DESCRIPTION (provided by applicant): Isocitrate dehydrogenase (IDH) is one of the key enzymes in the tricarboxylic acid cycle, catalyzing the conversion of isocitric acid to ?-ketoglutaric acid (?-KG) using NADP+. DNA sequencing of a large number of human gilomas has revealed that ~75% of low - medium grade gliomas and secondary glioblastoma multiforme (GBM, a highly lethal form of brain tumor) carry IDH mutations, with IDH1 R132H mutation being predominant (~90%). Genetic investigations have found that IDH mutations are always heterozygous, suggesting the wild-type enzyme is essential for both normal and tumor cells, and IDH mutation is an early and critical event in the glioma tumorigenesis. Biochemical characterization of the mutant proteins revealed that they are inactive in converting isocitrate to ?-KG. Rather, all of the mutant proteins, e.g., IDH1(R132H), possess a new enzymatic activity: they catalyze the reduction of ?-KG to D-2-hydroxyglutaric acid (2-HG) using NADPH. This neo-function is responsible for the greatly elevated (>100x) level of 2-HG in primary tumor cells bearing IDH mutations. Growing evidence strongly supports 2-HG is an onco-metabolite and mutant IDH a target for intervention. Although it is clear that a high level of 2-HG is very harmfu to human health (especially central nervous system), whether inhibition of mutant IDH blocks the growth or induces apoptosis of this type of tumor cells remains to be answered. This is because there have been no inhibitors of mutant IDH to date. In addition, RNA interference (RNAi) is not appropriate for this study, since it will also knock down the wild-type IDH enzyme, whose function is essential for both normal and tumor cells. The first Specific Aim is to use medicinal chemistry, protein X-ray crystallography and quantitative structure activity relationship (QSAR) to develop potent and selective inhibitors of IDH1(R132H).

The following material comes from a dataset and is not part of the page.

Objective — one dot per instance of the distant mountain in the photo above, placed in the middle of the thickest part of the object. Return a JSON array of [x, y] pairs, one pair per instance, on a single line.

The second Specific Aim is to test in vitro biological activities of compounds synthesized in Aim 1 as well as pharmacokinetic and toxicological properties of selected compounds. The third Specific Aim is to determine the in vivo antitumor activity of our potent IDH1(R132H) inhibitors in intra-cerebral xenograft mouse models as well as to use molecular and cell biology methods to identify the mechanisms of action of these novel inhibitors.

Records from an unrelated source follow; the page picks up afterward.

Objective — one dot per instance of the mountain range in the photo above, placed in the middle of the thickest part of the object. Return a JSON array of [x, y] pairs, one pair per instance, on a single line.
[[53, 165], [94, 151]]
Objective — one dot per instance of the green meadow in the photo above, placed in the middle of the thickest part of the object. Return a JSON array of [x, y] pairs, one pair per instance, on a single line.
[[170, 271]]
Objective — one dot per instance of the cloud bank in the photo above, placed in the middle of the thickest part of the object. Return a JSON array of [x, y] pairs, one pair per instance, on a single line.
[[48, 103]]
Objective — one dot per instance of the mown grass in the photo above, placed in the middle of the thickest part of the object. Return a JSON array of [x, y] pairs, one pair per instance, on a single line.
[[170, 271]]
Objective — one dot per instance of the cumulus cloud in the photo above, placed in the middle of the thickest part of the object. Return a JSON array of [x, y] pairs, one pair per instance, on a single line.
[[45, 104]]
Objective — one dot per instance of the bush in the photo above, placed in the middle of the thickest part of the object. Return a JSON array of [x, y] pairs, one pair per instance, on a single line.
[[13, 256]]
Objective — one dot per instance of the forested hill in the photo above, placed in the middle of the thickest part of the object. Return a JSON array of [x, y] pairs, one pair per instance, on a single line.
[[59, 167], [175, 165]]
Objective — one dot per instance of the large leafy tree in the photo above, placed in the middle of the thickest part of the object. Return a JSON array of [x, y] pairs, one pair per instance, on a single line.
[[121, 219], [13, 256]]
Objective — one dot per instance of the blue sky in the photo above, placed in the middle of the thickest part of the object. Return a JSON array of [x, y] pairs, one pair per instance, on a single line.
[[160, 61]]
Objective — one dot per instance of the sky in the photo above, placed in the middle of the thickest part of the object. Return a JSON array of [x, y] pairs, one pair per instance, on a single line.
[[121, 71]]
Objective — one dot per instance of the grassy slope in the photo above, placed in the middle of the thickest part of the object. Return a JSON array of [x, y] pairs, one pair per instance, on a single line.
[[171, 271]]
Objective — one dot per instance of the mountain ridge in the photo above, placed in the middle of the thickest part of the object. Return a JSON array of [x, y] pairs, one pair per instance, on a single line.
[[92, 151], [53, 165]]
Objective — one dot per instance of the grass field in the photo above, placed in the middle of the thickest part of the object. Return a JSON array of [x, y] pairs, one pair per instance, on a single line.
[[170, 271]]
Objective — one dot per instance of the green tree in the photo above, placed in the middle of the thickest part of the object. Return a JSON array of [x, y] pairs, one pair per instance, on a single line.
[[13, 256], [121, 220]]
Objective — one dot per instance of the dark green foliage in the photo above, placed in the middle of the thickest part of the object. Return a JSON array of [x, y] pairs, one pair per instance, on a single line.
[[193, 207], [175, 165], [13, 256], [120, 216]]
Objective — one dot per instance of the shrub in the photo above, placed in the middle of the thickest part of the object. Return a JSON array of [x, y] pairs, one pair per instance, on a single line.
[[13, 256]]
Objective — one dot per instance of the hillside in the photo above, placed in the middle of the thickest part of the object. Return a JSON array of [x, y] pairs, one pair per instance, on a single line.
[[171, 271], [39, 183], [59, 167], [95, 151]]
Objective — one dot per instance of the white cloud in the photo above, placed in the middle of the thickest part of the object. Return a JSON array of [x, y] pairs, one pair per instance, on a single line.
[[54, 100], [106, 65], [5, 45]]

描述(申请人提供)：异柠檬酸脱氢酶(IDH)是三元酸循环中的关键酶之一，利用NADP+催化异柠檬酸转化为？-酮戊二酸(？-KG)。大量人脑胶质瘤的DNA测序显示，约75%的中低级别胶质瘤和继发性多形性胶质母细胞瘤(GBM)携带IDH突变，其中IDH1R132H突变占主导地位(~90%)。遗传学研究发现IDH突变总是杂合性的，这表明野生型酶对正常细胞和肿瘤细胞都是必不可少的，IDH突变是胶质瘤发生的早期和关键事件。对突变蛋白的生化鉴定表明，它们在将异柠檬酸转化为 ？-KG。相反，所有突变的蛋白质，例如IDH1(R132H)，都具有一种新的酶活性：它们利用NADPH催化β-KG还原为D-2-羟基戊二酸(2-HG)。这种新功能是携带IDH突变的原发肿瘤细胞中2-HG水平显著升高(&gt；100倍)的原因。越来越多的证据有力地支持2-HG是一种肿瘤代谢物，突变的idh是干预的目标。虽然高水平的2-HG对人体健康(尤其是中枢神经系统)危害很大，但抑制突变型IDH是否会抑制这类肿瘤细胞的生长或诱导其凋亡仍是一个未解之谜。这是因为到目前为止还没有突变型IDH的抑制剂。此外，RNA干扰(RNAi)不适合于这项研究，因为它还会击倒野生型IDH酶，该酶对正常细胞和肿瘤细胞都是必不可少的。第一个具体目的是利用药物化学、蛋白质X射线结晶学和定量构效关系 (QSAR)开发IDH1(R132H)的有效和选择性抑制剂。第二个具体目的是测试目标1中合成的化合物的体外生物活性以及所选化合物的药代动力学和毒理学特性。第三个具体目的是确定我们的有效IDH1(R132H)抑制剂在小鼠脑内移植模型中的体内抗肿瘤活性，并使用分子和细胞生物学方法来鉴定这些新型抑制剂的作用机制。